Reputation: 2878
Assuming these string definitions:
String lowerStream = "flüßchen";
String upperStream = "FLÜSSCHEN";
String streamPattern = ".*(ss).*";
Using this pattern:
Pattern pattern = Pattern.compile(streamPattern, Pattern.CASE_INSENSITIVE | Pattern.UNICODE_CASE);
...this assertion passes:
assertThat( pattern.matcher(upperStream).find() ).isTrue()
...and this one fails:
assertThat( pattern.matcher(lowerStream).find() ).isTrue()
...whereas both lowerStream
and upperStream
pass on rubular.com with each of these regexes:
/.*(ss).*/i
/.*(SS).*/i
/.*(ß).*/i
It is also not possible to get a successful comparison using any of String.equalsIgnoreCase()
, String.toLowerCase().equals()
, or String.toUpperCase().equals()
.
Does java's unicode regex only support simple case folding?
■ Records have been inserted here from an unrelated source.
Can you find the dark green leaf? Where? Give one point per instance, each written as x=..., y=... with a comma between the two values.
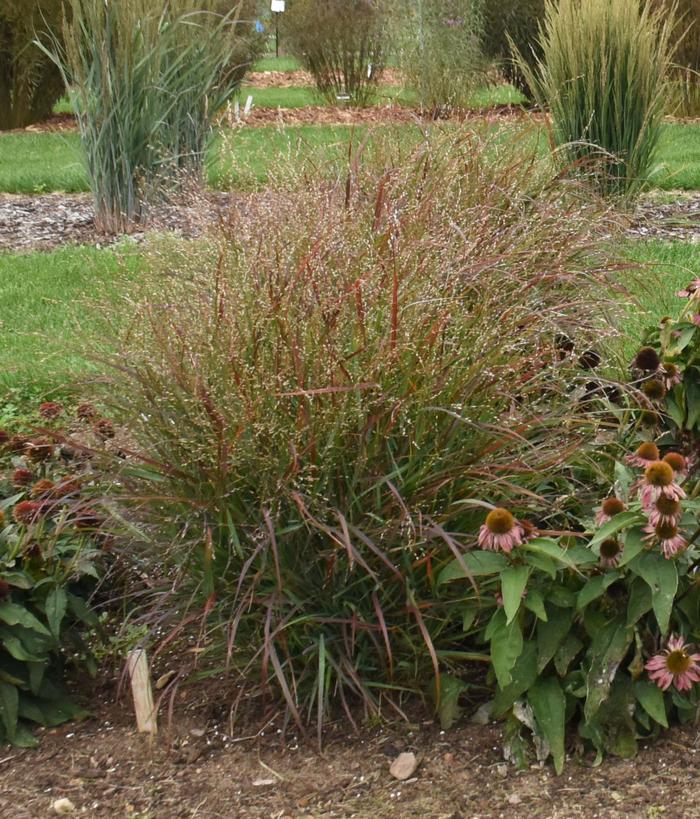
x=56, y=603
x=622, y=521
x=9, y=704
x=506, y=646
x=535, y=602
x=477, y=562
x=550, y=635
x=549, y=707
x=513, y=583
If so, why is this not explicitly documented?
Upvotes: 0
Views: 102
Reputation: 11020
On my system, it seems to convert lower case correctly to upper:
public class IfTesting {
public static void main( String[] args ) {
String lowerStream = "flüßchen";
String upperStream = "FLÜSSCHEN";
System.out.println( "upper case: " + Arrays.toString( upperStream.getBytes()) );
System.out.println( "lower case to upper: " + Arrays.toString( lowerStream.toUpperCase().getBytes() ) );
}
}
Results in output:
run:
upper case: [70, 76, -61, -100, 83, 83, 67, 72, 69, 78]
lower case to upper: [70, 76, 85, -52, -120, 83, 83, 67, 72, 69, 78]
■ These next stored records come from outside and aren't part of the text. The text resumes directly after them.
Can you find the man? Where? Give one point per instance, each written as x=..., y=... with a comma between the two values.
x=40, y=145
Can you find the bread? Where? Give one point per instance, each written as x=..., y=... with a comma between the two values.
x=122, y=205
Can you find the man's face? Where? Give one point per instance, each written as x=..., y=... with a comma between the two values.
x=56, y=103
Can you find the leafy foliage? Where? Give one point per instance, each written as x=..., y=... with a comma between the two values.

BUILD SUCCESSFUL (total time: 0 seconds)
And you can see that 'S' (83 decimal) appears in the output. I don't know if this helps, but it appears at some level that Java understands how to convert the characters you provided. OTOH I'm guessing that since 83 is clearly in the ASCII range, it will be converted to a lower case ASCII 's' if you attempt to go the other way. So that might make it better to convert to upper case. You're using lower case 'ss' in your match string.
Upvotes: 1